Language Arts Speaking Standard 8:
- Uses a variety of verbal communication skills (e.g., projection, tone, volume, rate, articulation, pace, phrasing)
Tapes or audio files of famous speeches
- Warm-up: Have students fill in the blank. A great speaker is ___________(charismatic, dynamic, inspirational, etc.). Share lists of words.
- Ask students what’s the difference between reading a speech and listening to someone say it aloud. Which do they prefer? Why? What are the benefits of each?
- Tell students that throughout time, speeches have played an important role in civic life. Have students brainstorm the great speeches or orators they have heard or heard about. Briefly discuss some of these examples. Discuss the idea of knowing your audience.

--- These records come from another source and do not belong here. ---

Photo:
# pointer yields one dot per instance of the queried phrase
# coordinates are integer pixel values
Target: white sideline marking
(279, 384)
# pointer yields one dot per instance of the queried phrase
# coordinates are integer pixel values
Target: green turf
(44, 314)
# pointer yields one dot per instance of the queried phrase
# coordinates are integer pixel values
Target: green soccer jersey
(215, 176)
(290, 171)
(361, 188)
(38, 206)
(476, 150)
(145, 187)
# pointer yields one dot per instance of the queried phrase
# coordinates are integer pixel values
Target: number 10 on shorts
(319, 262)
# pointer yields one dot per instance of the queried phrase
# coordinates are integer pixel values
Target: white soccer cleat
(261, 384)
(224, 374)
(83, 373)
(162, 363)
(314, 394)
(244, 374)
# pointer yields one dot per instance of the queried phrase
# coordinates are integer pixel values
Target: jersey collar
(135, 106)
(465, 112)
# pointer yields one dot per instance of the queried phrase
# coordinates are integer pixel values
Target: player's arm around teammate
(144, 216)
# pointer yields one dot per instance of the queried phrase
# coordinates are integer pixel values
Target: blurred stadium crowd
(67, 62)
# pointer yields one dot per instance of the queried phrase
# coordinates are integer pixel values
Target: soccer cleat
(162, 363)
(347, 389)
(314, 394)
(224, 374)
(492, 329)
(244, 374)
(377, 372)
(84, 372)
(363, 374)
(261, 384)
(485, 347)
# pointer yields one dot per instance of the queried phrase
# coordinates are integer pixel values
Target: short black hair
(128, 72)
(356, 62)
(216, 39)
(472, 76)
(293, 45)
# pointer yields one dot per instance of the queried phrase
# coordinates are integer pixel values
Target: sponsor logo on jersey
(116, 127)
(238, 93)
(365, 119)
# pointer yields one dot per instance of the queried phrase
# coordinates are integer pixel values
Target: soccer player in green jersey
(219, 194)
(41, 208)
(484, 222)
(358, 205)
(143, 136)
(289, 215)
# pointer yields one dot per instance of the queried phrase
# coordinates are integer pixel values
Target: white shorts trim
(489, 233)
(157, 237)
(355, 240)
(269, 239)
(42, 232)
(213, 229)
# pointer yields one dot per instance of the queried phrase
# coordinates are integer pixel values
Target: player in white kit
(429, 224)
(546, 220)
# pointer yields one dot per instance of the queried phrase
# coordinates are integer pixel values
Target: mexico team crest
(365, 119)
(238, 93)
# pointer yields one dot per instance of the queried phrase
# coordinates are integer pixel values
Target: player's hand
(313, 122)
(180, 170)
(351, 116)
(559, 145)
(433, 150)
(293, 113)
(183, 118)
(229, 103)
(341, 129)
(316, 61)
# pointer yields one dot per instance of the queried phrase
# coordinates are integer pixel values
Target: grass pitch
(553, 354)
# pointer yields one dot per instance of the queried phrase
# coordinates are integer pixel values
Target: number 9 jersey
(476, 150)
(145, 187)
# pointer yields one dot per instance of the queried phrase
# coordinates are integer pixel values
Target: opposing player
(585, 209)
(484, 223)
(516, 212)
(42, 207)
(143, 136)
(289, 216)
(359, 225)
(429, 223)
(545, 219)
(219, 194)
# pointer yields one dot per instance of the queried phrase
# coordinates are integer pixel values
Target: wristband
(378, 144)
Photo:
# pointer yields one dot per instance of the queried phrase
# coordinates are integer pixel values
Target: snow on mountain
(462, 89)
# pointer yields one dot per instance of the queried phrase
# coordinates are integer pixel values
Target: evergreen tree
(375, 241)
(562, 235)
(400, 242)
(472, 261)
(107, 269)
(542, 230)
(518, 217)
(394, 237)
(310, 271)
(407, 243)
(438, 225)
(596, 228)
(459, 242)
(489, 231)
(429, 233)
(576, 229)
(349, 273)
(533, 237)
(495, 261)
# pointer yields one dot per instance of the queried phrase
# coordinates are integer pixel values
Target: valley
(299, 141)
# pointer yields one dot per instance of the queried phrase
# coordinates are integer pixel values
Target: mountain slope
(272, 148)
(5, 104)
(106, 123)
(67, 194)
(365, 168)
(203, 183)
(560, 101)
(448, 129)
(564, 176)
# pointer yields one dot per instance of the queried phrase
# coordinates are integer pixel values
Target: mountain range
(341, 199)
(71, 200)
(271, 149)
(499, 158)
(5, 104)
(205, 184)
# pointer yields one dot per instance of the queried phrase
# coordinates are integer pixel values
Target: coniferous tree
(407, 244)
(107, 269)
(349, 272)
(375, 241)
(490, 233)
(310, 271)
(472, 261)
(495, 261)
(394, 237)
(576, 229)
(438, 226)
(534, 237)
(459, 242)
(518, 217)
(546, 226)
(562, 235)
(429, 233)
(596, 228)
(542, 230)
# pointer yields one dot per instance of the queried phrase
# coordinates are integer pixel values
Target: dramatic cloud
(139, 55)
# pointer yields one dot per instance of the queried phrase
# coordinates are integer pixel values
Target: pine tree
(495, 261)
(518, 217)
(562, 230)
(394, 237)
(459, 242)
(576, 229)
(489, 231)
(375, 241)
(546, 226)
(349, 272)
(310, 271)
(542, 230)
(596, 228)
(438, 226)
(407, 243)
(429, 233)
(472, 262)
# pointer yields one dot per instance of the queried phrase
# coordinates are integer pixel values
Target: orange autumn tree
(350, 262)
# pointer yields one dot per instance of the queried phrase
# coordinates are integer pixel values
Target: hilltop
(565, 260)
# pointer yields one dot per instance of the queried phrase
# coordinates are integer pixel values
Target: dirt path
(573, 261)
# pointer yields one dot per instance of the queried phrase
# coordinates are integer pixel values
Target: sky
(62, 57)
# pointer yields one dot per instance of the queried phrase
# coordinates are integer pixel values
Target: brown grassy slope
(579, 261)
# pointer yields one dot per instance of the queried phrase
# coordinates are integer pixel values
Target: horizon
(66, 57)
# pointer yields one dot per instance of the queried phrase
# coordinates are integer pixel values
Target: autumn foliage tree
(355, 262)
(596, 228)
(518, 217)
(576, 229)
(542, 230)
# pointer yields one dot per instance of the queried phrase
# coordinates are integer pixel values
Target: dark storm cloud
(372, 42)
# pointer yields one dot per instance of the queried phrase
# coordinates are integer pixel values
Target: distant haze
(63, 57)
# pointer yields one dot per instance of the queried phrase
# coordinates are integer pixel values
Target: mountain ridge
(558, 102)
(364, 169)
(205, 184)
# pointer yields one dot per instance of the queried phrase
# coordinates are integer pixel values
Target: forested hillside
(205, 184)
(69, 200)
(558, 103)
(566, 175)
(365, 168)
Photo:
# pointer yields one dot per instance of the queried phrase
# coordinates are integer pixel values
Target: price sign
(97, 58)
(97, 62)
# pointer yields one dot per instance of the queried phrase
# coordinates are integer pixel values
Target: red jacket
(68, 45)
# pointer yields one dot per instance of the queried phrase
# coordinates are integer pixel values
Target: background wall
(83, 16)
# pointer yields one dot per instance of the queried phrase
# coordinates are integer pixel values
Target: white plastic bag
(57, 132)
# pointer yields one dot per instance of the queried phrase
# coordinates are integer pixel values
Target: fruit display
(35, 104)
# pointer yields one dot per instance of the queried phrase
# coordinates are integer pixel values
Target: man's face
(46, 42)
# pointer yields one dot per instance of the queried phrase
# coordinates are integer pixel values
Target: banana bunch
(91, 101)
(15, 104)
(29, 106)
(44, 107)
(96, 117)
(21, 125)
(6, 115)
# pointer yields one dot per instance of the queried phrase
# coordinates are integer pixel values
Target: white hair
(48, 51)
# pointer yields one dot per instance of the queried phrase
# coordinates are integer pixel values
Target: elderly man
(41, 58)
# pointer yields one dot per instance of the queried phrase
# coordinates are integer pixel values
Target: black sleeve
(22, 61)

- Play Let’s Rant. Let students pick an index card out of a hat. On each of the index cards there should be a “topic” for students to rant about (they might include school topics or world issues). Then let them pick another index card. This card will decide the audience they should their speech for. Give students 5-10 minutes to “rant”. Bring in a milk crate and tell students that this is their soap box. Explain how the term is used to students. Ask for volunteers to get on their soap box and read their rant.
- Discuss with class what makes an effective speech. Separate the characteristics of a well written speech with that of a good speaker.
- Discover: Give students a brief background on speeches. According to Greek philosophers who analyzed the components of great speeches, there are 6 parts. They are as follows:
- The introduction: In this section the speaker must establish ethos (credibility) with the audience. Ask students how a person can do this? (Show expertise, show that they are the same as the audience and share similar concerns).
- The proposition :This is where the speaker states what he or she is going to prove. Ask students what this section is called in essays. (Answer: thesis statement)
- The outline: This section tells the audience what to expect from the speech
- The proof : Here is where the speaker makes his case. He presents facts and any type of evidence to convince the audience. The speaker appeals to (logos) or logic to support his point of view.
- The refutation: This is the point where the speaker attacks the validity or justness of other arguments.
- The conclusion: The conclusion sums up the speech and builds in emotion. It is at this point that the speaker appeals to the pathos, or emotion of the audience. Many great speeches end with a call to action. (Based on information from great speeches by pbs.org)
- Other techniques of great speeches include using a refrain, metaphors or similes, conceit (extended metaphor), and repetitions. Explain to students that many speeches have an overt message and then a more subtle subtext.
- Listen or read various speeches http://www.historychannel.com/speeches/. Some suggestions include “Ain’t I a woman” by Sojourner Truth or “I have a dream” by Dr. Martin Luther King Jr.. First discuss what message of the speech was? Do you think this speech could change people’s opinions?
- If audio files are available, listen to the speech while reading it and ask students to note words that the speaker emphasizes, pauses, and tones of voice. How do these techniques add to the speech?
- Take Action: In their Civic Action Groups, have students write a speech about the issue they are studying. Have one member of each group get up on the soapbox and spur the class to action with their speech.
Have students create a museum of civic action. Brainstorm what types of objects/presentations should be included in this museum. What types of artifacts from history might students want to include in their museum? How could the museum encourage others to become active citizens?